Delaware Supreme Court Reverses Aiding and Abetting Judgment Against M&A Acquirer for Lack of Knowing Participation in the Breaches

By K. Tyler O’Connell, Morris James LLP

The Delaware Supreme Court recently reversed a post-trial decision by the Court of Chancery awarding damages against an M&A acquirer for aiding and abetting breaches of fiduciary duties because the acquirer did not have the required “actual knowledge” of the sell-side fiduciaries’ breaches. See In re Columbia Pipeline Grp., Inc. Merger Litig., __ A.3d __, 2025 WL 1693491 (Del. June 17, 2025). After trial, the Court of Chancery found that corporate officers nearing retirement breached their fiduciary duty of loyalty by prioritizing their interest in obtaining lucrative change-in-control payments, and the acquirer aided and abetted the breaches.

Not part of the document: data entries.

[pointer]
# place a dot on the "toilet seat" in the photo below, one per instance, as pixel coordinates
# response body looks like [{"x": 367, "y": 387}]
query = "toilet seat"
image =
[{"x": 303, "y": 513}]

After the Court of Chancery’s decision, however, the Delaware Supreme Court rendered its decision in In re Mindbody, Inc. S’holder Litig., 332 A.2d 349 (Del. 2024), which discussed the element of an acquirer’s “knowing participation” in an underlying breach. As such, the Court of Chancery did not have the benefit of the Supreme Court’s Mindbody decision when ruling.